GitHub Container Registry

Follow the steps mentioned below to add a GitHub Container registry to scan it.

Providing Registry Information

  1. Download the Registry sensor (Sensor version 1.32 or later). Go to Configurations > Sensors > Download Sensor and pick Registry. Select the environment where you want to deploy the sensor and follow the installation instructions on the screen. Ensure the registry sensor is in the Running state and continue to the next step.
  2. Go to Assets > Registries > New Registry to add your registry and set up a scanning schedule.
  3. Provide the following information:
    • Registry Type: Choose registry type GitHub Container Registry.
    • URL: By default, https://ghcr.io link is auto-selected for this registry.
    • Authentication: Enter authentication credentials to connect to your registry. You can provide personal, organizational, or enterprise account credentials. Make sure you are using GitHub's Classic Personal Access token, and it should have at least read:packages permission to the registries.

  4. After adding registry information, click Next to enter scan settings.
  5. On the Scan Settings page, choose to scan immediately (On Demand) or on an ongoing basis (Automatic).

Providing Scan Settings

Scan settings vary based on your type of account. 
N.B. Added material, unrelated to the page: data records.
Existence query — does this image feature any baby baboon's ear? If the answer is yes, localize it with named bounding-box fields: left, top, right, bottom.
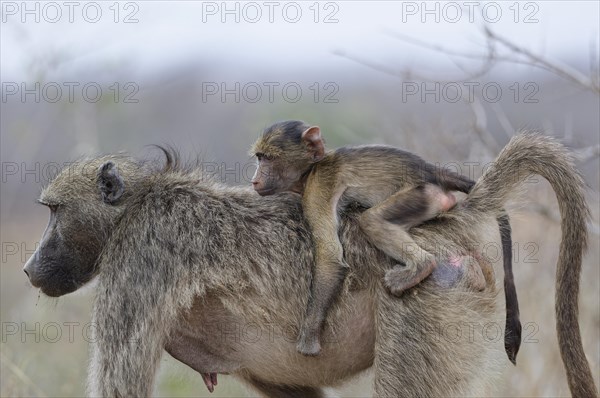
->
left=302, top=126, right=325, bottom=161
left=96, top=161, right=125, bottom=204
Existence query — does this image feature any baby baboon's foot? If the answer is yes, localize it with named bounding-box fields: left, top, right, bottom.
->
left=296, top=331, right=321, bottom=357
left=202, top=373, right=217, bottom=392
left=383, top=259, right=436, bottom=297
left=425, top=184, right=456, bottom=214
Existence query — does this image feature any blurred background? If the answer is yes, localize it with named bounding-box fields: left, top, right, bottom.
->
left=0, top=1, right=600, bottom=397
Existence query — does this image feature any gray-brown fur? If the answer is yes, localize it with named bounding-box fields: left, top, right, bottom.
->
left=252, top=121, right=474, bottom=356
left=250, top=120, right=521, bottom=363
left=25, top=135, right=596, bottom=397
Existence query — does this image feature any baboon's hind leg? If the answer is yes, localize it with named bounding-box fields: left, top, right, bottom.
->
left=360, top=184, right=456, bottom=296
left=247, top=379, right=325, bottom=398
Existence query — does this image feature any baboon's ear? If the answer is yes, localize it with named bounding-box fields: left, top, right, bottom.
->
left=302, top=126, right=325, bottom=161
left=96, top=162, right=125, bottom=204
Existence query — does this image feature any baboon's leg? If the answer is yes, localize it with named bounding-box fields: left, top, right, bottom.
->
left=360, top=184, right=456, bottom=295
left=247, top=379, right=325, bottom=398
left=296, top=182, right=348, bottom=356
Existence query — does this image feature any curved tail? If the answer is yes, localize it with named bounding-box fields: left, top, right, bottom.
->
left=465, top=133, right=597, bottom=397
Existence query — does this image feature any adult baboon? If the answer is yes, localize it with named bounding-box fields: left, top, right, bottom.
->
left=24, top=134, right=597, bottom=397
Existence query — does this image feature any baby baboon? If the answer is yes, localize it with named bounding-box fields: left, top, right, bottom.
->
left=250, top=120, right=521, bottom=363
left=24, top=134, right=597, bottom=397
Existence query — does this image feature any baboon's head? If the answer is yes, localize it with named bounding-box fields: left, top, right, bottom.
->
left=250, top=120, right=325, bottom=196
left=23, top=156, right=139, bottom=297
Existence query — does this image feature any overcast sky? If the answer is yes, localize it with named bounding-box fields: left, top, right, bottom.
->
left=0, top=1, right=600, bottom=81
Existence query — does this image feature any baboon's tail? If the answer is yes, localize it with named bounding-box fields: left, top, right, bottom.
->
left=465, top=133, right=597, bottom=397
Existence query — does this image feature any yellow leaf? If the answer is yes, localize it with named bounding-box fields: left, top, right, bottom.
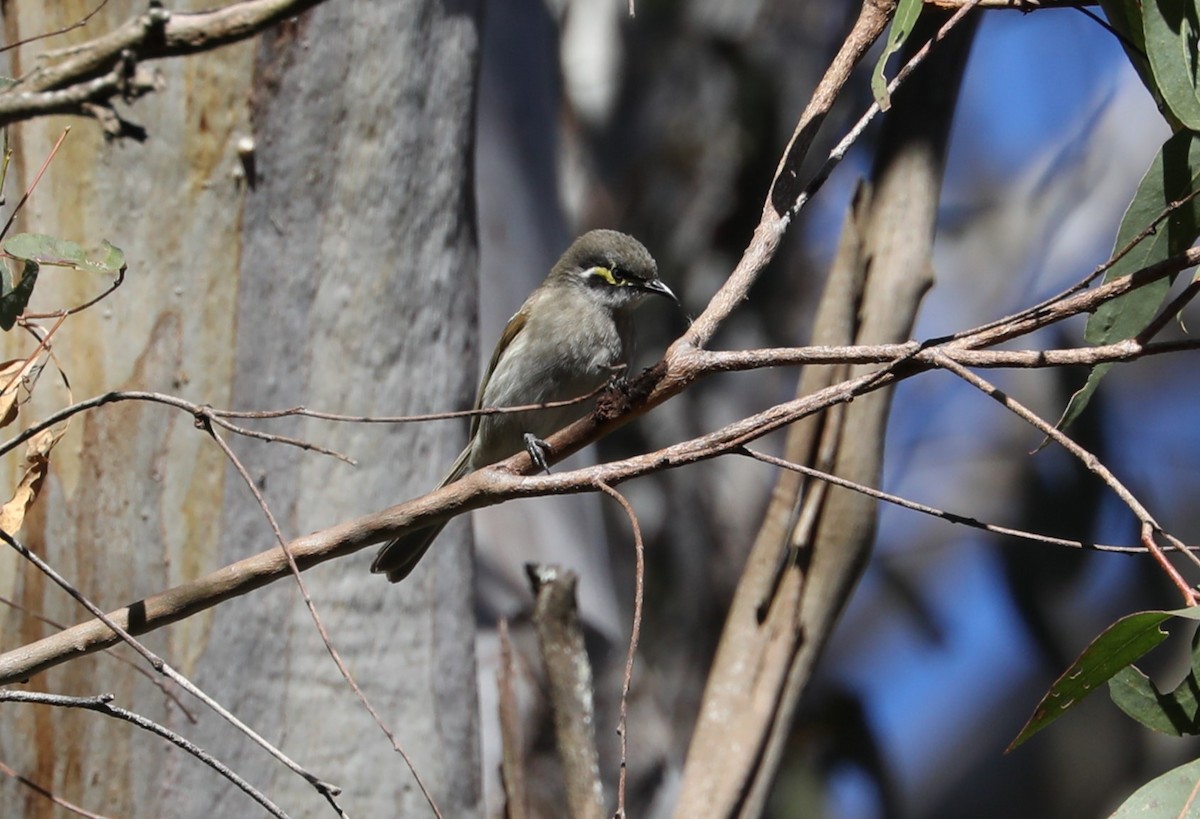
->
left=0, top=429, right=65, bottom=534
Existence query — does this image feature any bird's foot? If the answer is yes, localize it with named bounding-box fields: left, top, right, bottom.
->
left=608, top=364, right=629, bottom=393
left=524, top=432, right=550, bottom=474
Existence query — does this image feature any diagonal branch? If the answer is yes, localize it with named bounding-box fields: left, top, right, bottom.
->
left=0, top=0, right=323, bottom=126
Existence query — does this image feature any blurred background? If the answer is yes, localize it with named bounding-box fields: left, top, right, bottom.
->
left=475, top=0, right=1198, bottom=819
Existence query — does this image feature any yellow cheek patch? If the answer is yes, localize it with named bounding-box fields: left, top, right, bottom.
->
left=588, top=265, right=625, bottom=287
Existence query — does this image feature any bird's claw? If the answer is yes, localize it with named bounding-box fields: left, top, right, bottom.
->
left=524, top=432, right=550, bottom=474
left=608, top=364, right=629, bottom=393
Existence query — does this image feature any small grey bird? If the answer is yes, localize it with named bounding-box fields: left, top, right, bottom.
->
left=371, top=231, right=679, bottom=582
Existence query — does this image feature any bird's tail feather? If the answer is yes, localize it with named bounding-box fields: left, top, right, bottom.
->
left=371, top=447, right=470, bottom=582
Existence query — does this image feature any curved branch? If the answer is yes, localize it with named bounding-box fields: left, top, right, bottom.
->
left=0, top=0, right=323, bottom=125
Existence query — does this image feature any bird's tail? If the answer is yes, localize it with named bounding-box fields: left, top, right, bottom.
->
left=371, top=524, right=445, bottom=582
left=371, top=446, right=470, bottom=582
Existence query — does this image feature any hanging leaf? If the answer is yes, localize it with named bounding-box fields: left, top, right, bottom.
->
left=0, top=430, right=62, bottom=534
left=1060, top=131, right=1200, bottom=428
left=1109, top=759, right=1200, bottom=819
left=1008, top=608, right=1200, bottom=751
left=1142, top=0, right=1200, bottom=131
left=871, top=0, right=923, bottom=110
left=4, top=233, right=125, bottom=273
left=0, top=261, right=38, bottom=330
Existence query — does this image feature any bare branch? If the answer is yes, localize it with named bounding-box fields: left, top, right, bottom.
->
left=0, top=688, right=288, bottom=819
left=0, top=763, right=108, bottom=819
left=0, top=530, right=346, bottom=817
left=938, top=358, right=1200, bottom=605
left=0, top=0, right=322, bottom=125
left=527, top=566, right=605, bottom=819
If you are using a Personal account,

  1. Provide registry information as mentioned in Providing Registry Information
  2. On the Scan Settings page, choose to scan immediately (On Demand) or on an ongoing basis (Automatic).
  3. Provide the repository name in <user_name>/<repository_name> format. 
  4. Provide filter type and image tags. Click Add.
  5. (Optional) Select the Scan all images checkbox to scan all images.
  6. Click Launch  to launch the new GHCR registry schedule.

 

If you are using an Organization or Enterprise account,   

  1. Provide registry information as mentioned in Providing Registry Information.
  2. On the Scan Settings page, choose to scan immediately (On Demand) or on an ongoing basis (Automatic).
  3. Select This is an Organization Account checkbox and provide an organization name.
  4. Enter repository name in <organization_name>/<repository_name> format.
  5. Provide filter type and image tags. Click Add.
  6. (Optional) Select Scan all images checkbox to scan all images.
  7. Click Launch to launch the new GHCR registry schedule.

The scan job gets scheduled using the selected settings.